Argus The Next Generation Radio Telescope DIGITAL SIGNAL PROCESSING RESEARCH AT OSU
Based on "A DSP Engine for a 64-Element Array" By Steven W. Ellingson, Ohio State University ElectroScience Laboratory 7/13/99
Supported by a grant from the SETI Institute, the ElectroScience Laboratory at The Ohio State University has been conducting research on a new, state-of-the-art digital processor which will analyze data from an array of antennas. The antenna array will be part of the proposed Argus system, the next-generation radio telescope which will be able to view the entire visible sky at once through the use of digital beamforming.
In digital beamforming, the signal output from each of the antennas in the array is converted from analog format (i.e. continuously varying electrical voltage) to digital format (computer ones and zeroes), and an extremely accurate digital time stamp is added. (The time stamp allows calculation of the direction of arrival, since radio waves from a particular signal arrive at some of the antennas just fractions of a second before they arrive at others.) The digital samples may then be added together in any number of combinations to form digital beams -- the digital equivalent of where the telescope is "pointing".
With today's supercomputer-on-a-chip technology, it is possible to perform millions of these digital beam combinations very quickly, thus generating a radio picture of the entire visible sky without having to physically move, or point, the antennas. Because traditional radio telescopes must be pointed in only one direction at a time, it is possible for a transient (short-lived) radio signal in another part of the sky to be overlooked. The Argus telescope, using software-defined signal processing, will greatly improve the odds of transient signal detection, and will cost less to build than traditional steel structures due to the falling cost of computer hardware. (Labor costs to build massive steel structures are also on the rise.)
Applications for the Argus system can be found in radio astronomy, the search for extraterrestrial intelligence (SETI), and parasitic bistatic radar (i.e., imaging objects passing overhead via a bounced radar signal). In SETI, for example, it is desirable to detect very weak, intermittent narrowband (narrow frequency range) signals with no advance knowledge of either the frequency or the direction of arrival.
The digital signal processing experiment set up at The Ohio State University simulated the output from an 8 by 8 rectangular array of antennas (64 antennas in total). The simulated data was fed into an electronic circuit board containing two digital signal processing chips, called "SHARC"s, manufactured by Analog Devices, Inc. The onboard digital signal processing (DSP) chips have what is called a "multiprocessor memory space", a memory area which is accessible by both of the DSP chips on the board. The DSP chips also have a great deal of internal memory, which allows complete sets of data to be brought into the chip at one time for processing without the chip having to spend a lot of time waiting for parts of the data to arrive.
The researchers at OSU's ElectroScience Lab quickly realized that it took a lot of time for a chip to acquire a simulated data set, in fact so much time that there would be little time left over to process the data before the next data set arrived. Therefore, they came up with the idea of "rotating acquisition". In this method, one chip acquires the data, and another chip processes the data, and vice versa. One chip acquires the data and places it in the common memory area. The other chip then retrieves the data from the common memory area, processes it, and sends it out for storage. The chips take turns acquiring and processing the data.
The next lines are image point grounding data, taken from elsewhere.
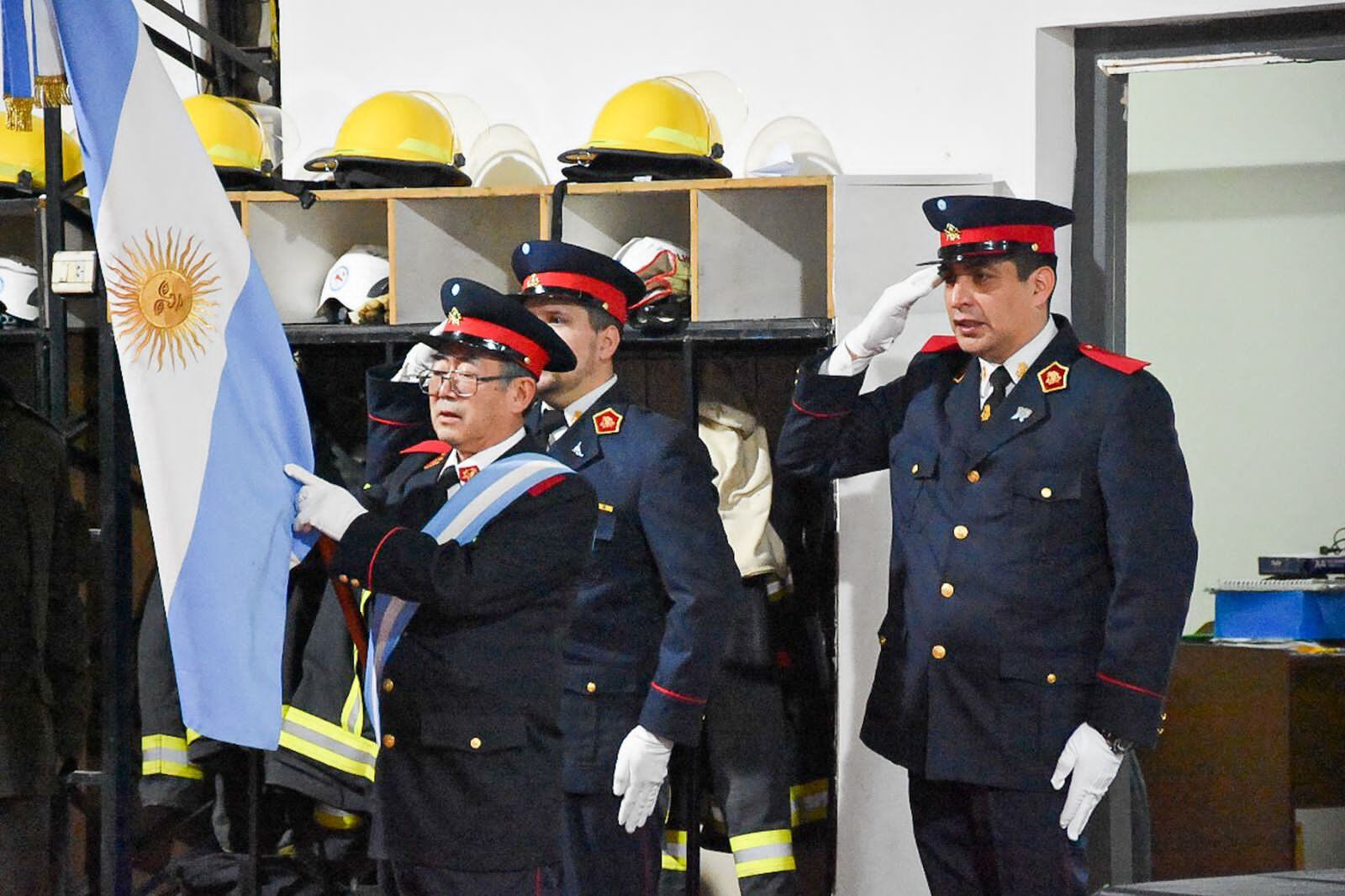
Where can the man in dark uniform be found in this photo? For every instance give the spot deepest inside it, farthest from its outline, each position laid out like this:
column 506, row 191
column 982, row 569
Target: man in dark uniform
column 649, row 629
column 1042, row 551
column 44, row 642
column 474, row 568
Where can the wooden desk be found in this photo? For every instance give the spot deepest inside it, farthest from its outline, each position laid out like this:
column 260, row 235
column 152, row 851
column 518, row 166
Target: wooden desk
column 1251, row 735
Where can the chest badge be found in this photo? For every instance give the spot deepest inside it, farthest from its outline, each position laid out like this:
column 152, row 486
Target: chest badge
column 1053, row 377
column 607, row 421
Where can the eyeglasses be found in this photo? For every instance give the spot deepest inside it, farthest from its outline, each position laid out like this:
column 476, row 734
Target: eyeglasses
column 461, row 382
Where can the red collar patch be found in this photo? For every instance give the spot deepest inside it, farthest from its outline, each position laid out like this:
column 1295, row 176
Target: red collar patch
column 939, row 343
column 1111, row 360
column 607, row 421
column 1053, row 377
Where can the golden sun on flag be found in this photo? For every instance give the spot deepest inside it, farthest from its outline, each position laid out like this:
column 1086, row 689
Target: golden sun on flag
column 158, row 298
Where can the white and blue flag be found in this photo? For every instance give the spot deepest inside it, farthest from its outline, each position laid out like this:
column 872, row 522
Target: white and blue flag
column 213, row 392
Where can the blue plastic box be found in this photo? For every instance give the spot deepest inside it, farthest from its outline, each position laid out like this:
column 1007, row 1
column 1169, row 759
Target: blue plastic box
column 1274, row 615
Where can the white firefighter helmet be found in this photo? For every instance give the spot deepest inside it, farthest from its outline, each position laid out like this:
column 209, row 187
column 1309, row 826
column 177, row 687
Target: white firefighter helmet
column 504, row 156
column 19, row 289
column 791, row 145
column 356, row 282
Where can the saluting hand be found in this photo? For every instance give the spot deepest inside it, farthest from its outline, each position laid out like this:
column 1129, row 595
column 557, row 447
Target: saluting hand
column 322, row 505
column 1091, row 766
column 642, row 763
column 888, row 316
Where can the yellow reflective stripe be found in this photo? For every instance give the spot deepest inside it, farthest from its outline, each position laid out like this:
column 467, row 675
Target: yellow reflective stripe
column 330, row 744
column 766, row 867
column 809, row 802
column 353, row 714
column 167, row 755
column 760, row 838
column 764, row 851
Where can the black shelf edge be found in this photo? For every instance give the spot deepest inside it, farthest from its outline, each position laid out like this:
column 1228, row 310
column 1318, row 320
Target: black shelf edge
column 804, row 329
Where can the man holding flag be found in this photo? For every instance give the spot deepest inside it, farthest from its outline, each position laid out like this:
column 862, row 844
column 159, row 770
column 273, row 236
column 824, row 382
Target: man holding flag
column 475, row 568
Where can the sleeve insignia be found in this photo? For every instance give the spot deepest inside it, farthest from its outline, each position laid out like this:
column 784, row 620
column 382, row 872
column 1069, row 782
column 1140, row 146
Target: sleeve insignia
column 607, row 421
column 1053, row 377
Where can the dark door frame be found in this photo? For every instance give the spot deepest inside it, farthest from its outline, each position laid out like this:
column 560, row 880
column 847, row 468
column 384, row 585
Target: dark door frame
column 1098, row 259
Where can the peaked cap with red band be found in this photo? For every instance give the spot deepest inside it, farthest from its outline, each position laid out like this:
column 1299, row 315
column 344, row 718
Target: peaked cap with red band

The Ohio State researchers also figured out very rapidly that the DSP chips had a finite amount of processing ability within a given time due to the length of time required for performing the complex mathematical computations necessary for analyzing the data. They discovered that if the antennas were sending data at the rate of, for example, ten million samples per second, then the frequency range in the analysis would have to be cut way back to perhaps only 20 kHz (20 kiloHertz) to allow time for the processing. This means that a transient radio signal at a frequency outside of the frequency range being analyzed would be overlooked. Conversely, if the antennas sent only thousands of samples per second, then a much larger frequency range, perhaps 10 MHz (megaHertz) could be used. However, this would mean that there was a wait time, or rest phase, for each antenna between samples. This would allow a short-lived signal to be overlooked during the wait time. Clearly, there was a tradeoff between how often the antennas were taking samples, which the researchers called "duty cycle", and frequency range. The only way to allow millions of samples per second over as wide a frequency range as possible would be to add many more DSP boards at increased cost. Assuming that a large amount of money for such a system might be obtained, this processing ability is theoretically feasible.